Fern had always said Tessa was scary smart. She'd undersold her daughter-in-law considerably with that observation. Tessa was scary smart, scary observant, and scary funny, a combination that was proving considerably more dangerous to his defenses than her beauty alone ever could’ve been.

The real Tessa kept slipping through cracks in her armor. And he had no business noticing her, let alone enjoying her so much that far too many of his thoughts were starting to revolve around her.

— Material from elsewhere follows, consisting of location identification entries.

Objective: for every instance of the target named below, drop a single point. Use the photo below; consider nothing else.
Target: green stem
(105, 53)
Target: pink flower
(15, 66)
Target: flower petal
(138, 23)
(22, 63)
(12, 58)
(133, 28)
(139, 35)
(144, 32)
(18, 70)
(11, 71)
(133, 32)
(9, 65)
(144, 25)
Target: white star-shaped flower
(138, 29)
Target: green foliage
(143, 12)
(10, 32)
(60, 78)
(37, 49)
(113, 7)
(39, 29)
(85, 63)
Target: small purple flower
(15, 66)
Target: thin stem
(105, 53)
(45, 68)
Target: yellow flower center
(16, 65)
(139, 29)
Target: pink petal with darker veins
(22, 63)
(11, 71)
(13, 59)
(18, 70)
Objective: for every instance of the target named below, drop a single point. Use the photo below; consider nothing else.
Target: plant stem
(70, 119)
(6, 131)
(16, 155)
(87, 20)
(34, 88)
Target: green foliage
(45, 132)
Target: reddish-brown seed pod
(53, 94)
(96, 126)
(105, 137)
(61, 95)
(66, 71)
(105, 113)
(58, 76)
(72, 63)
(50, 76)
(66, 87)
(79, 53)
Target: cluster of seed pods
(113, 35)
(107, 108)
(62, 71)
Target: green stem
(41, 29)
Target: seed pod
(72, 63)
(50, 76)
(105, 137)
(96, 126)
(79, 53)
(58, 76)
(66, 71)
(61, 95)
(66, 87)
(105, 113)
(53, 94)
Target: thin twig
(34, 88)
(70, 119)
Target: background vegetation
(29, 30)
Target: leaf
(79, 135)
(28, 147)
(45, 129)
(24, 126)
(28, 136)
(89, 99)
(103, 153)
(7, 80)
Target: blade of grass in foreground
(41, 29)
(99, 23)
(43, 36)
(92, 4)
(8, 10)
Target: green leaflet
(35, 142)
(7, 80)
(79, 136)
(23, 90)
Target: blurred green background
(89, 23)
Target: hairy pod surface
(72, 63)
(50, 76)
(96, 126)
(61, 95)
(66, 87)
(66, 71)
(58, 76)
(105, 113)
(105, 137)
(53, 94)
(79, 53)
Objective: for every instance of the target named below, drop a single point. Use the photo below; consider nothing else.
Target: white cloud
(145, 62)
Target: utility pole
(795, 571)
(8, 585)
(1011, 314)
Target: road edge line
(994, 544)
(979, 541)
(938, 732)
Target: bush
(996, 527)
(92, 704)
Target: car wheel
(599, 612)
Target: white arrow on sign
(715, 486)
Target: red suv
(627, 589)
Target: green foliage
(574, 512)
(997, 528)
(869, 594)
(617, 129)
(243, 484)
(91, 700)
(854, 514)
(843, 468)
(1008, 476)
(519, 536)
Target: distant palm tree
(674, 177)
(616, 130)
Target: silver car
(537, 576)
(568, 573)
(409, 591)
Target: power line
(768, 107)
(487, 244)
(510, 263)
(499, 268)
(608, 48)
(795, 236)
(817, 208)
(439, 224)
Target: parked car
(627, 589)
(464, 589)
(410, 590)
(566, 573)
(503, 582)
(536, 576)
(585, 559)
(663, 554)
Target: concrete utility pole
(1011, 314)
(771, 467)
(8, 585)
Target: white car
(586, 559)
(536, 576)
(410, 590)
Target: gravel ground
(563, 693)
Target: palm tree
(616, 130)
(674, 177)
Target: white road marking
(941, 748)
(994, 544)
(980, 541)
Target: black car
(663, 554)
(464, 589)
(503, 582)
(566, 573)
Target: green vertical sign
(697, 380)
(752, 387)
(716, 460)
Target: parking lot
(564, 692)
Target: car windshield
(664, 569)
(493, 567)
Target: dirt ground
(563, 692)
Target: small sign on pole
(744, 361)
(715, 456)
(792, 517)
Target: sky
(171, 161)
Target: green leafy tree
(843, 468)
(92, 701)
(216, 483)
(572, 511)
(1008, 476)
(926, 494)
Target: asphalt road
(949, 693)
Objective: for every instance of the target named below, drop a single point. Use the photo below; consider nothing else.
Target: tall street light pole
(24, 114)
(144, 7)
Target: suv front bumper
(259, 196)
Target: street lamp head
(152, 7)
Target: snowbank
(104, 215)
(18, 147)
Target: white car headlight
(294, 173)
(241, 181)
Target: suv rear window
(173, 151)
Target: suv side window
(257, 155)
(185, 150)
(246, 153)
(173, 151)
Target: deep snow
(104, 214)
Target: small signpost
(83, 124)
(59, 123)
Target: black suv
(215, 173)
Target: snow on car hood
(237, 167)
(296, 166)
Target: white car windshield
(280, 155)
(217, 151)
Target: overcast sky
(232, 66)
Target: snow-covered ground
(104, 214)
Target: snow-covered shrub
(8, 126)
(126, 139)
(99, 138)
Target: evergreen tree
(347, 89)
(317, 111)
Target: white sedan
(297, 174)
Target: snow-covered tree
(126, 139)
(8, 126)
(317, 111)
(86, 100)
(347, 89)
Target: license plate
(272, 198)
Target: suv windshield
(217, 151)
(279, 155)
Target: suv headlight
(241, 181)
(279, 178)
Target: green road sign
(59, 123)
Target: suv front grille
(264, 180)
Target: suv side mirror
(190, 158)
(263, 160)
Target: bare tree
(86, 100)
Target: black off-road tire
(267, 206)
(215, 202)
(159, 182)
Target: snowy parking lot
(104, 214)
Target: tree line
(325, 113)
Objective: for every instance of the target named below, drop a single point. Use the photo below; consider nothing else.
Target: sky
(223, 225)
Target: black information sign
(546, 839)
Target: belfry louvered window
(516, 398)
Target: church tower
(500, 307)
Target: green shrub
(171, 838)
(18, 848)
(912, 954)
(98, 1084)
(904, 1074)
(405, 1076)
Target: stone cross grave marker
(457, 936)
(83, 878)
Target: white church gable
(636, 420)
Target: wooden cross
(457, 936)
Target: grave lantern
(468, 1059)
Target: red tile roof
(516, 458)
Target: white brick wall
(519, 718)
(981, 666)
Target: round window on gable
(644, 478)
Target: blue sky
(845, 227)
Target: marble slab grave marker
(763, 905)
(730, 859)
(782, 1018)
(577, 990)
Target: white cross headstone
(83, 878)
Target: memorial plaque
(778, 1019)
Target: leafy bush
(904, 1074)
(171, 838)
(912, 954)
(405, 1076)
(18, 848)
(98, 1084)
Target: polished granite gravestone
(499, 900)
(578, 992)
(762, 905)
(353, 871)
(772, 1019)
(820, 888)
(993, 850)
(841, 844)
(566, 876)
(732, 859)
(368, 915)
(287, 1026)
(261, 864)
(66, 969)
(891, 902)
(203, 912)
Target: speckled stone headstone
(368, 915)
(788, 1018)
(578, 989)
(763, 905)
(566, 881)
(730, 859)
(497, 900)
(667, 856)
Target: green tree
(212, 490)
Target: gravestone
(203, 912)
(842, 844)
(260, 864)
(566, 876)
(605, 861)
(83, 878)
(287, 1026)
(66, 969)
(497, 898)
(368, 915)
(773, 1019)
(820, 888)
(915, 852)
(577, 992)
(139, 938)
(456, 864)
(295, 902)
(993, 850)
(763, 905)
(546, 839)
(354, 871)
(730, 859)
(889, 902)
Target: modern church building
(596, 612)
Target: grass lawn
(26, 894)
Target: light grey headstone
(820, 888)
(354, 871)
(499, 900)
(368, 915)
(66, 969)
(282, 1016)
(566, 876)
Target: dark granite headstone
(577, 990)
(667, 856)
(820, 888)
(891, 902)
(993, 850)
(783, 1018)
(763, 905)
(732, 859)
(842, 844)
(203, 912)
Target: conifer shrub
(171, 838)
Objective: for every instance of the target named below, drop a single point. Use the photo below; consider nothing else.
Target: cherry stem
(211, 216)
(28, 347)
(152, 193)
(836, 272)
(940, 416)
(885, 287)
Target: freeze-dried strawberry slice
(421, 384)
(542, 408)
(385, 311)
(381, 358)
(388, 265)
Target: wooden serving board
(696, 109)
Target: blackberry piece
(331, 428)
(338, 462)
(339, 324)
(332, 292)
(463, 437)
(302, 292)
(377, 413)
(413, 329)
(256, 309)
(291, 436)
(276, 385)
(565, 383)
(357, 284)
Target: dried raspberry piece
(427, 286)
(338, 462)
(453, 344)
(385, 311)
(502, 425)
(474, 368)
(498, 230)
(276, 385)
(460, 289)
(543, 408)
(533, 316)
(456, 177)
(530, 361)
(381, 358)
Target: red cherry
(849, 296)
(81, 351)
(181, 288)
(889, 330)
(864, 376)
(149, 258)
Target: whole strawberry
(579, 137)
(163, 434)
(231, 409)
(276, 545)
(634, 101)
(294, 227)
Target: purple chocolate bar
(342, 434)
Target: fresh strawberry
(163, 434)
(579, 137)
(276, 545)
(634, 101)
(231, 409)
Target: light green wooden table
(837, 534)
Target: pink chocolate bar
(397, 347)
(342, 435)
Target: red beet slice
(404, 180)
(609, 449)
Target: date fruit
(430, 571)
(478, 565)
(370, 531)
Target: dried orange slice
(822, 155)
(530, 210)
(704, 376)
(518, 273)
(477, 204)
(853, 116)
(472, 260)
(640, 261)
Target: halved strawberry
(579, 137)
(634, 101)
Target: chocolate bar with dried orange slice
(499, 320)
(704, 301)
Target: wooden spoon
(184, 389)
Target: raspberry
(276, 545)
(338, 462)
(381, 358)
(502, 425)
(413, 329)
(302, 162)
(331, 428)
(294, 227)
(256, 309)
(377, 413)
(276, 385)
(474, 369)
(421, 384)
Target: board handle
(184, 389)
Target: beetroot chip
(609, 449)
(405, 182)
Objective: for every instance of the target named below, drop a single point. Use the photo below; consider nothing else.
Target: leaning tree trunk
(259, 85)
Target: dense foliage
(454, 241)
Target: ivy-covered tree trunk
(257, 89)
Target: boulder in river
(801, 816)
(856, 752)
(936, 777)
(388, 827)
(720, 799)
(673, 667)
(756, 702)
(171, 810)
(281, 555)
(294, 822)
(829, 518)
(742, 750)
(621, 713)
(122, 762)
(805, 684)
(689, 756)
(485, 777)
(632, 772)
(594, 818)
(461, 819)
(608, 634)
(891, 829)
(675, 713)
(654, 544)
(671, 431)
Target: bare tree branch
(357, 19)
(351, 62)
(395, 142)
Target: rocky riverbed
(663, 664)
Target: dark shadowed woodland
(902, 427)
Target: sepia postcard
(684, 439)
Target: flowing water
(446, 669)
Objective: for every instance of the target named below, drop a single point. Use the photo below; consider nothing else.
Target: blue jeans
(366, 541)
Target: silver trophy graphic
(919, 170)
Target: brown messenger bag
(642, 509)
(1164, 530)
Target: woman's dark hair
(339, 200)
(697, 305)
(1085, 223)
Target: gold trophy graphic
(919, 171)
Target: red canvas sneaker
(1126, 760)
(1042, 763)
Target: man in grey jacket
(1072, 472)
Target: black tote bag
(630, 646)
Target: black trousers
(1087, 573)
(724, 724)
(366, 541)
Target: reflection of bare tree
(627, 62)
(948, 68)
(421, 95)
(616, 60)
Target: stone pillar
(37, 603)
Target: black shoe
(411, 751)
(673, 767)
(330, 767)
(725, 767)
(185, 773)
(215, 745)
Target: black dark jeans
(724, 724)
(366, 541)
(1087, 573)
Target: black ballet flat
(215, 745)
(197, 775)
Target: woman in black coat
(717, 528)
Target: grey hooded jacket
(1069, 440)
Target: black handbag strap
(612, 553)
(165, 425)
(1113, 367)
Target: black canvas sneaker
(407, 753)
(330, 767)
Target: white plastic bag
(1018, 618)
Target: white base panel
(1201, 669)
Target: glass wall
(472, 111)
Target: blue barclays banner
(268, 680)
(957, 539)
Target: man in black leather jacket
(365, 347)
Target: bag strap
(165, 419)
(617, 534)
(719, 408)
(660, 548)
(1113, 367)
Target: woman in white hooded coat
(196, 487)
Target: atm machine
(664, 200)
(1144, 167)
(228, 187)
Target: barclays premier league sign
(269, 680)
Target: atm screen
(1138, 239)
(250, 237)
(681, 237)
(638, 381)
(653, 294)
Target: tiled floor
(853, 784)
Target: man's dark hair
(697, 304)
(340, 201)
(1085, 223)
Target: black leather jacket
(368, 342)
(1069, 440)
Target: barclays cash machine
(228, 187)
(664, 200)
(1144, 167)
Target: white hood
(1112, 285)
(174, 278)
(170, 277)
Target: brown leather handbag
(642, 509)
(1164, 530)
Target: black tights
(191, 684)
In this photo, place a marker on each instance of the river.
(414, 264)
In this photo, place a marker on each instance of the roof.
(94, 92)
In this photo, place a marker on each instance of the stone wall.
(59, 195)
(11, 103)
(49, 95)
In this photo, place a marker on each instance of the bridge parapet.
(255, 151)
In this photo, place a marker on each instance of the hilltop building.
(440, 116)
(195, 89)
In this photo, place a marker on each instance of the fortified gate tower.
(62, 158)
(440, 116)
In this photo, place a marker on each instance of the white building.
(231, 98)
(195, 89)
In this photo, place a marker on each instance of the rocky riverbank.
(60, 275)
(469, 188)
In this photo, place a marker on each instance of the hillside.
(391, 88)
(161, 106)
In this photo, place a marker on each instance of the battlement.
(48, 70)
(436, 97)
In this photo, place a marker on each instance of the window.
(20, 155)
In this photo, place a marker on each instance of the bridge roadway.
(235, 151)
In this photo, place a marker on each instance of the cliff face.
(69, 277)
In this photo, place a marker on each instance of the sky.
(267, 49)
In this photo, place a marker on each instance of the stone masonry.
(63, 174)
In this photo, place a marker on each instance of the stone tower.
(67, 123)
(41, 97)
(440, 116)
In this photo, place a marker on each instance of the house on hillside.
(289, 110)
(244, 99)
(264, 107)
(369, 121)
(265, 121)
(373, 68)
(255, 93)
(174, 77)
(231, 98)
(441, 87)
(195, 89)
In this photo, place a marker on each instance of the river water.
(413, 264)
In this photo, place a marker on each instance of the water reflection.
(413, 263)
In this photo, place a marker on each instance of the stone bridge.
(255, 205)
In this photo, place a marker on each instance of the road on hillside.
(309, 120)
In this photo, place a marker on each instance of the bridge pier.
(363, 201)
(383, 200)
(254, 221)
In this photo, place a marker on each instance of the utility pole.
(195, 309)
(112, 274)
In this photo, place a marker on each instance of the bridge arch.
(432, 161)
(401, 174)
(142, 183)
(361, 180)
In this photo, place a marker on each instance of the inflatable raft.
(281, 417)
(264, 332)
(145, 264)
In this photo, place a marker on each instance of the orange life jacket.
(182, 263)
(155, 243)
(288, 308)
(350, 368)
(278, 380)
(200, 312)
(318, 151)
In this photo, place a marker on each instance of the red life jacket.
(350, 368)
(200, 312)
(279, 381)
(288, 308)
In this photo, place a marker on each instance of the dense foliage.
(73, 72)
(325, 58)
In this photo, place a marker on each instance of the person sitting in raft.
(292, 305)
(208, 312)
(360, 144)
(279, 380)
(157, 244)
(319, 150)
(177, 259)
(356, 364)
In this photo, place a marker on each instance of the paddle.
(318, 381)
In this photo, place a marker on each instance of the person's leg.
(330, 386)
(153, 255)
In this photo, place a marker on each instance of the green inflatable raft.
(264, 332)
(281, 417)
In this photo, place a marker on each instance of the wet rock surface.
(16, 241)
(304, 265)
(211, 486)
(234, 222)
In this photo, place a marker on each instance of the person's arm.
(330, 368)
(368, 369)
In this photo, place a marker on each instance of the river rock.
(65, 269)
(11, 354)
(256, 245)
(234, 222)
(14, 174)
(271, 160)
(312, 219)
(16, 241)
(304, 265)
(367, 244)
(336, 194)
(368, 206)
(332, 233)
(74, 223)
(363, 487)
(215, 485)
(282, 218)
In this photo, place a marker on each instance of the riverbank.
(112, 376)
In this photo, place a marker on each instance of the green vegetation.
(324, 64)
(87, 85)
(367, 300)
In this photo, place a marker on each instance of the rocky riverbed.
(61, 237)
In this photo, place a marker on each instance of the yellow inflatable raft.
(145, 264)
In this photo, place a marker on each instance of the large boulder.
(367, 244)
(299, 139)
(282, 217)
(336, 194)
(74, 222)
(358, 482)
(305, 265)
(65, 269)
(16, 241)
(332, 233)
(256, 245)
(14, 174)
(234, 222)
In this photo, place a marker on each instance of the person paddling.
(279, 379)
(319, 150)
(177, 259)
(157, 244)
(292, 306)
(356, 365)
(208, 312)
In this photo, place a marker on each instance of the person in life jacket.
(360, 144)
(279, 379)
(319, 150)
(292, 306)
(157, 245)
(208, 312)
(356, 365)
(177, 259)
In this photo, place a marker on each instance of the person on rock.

Fridays were the only day of the week that Makayla didn't have an activity after school that lasted until Tessa closed her store. When Makayla mentioned that she was always home alone on Fridays, he immediately offered to pick her up from school and let her ride with him on his calls. He made the offer because it was practical—Makayla could learn about animals, and it gave Tessa a few hours to work on the gown business or the store without worrying about her daughter. Yep. Purely practical.

Tessa said yes the first Friday because she had an emergency reshoot of a wedding gown for a big New York sale she and Charlotte were hoping to make.

He picked up Makayla after school, and he was surprised to see she'd changed into her jeans after school. She sat in the passenger seat, her new green boots propped on the dashboard, watching the valley roll past with the same wide-eyed wonder she'd had the day she first touched June's neck.

"Can I please change the radio station?" she asked without warning.

"Uhh, sure." So much for his beloved classic rock. He braced himself for a bout of Beethoven that threatened to bore him into a coma.

She leaned forward and scrolled through the dial until she found a country station and sat back with a contented sigh as a twangy voice crooned about back roads and Friday nights.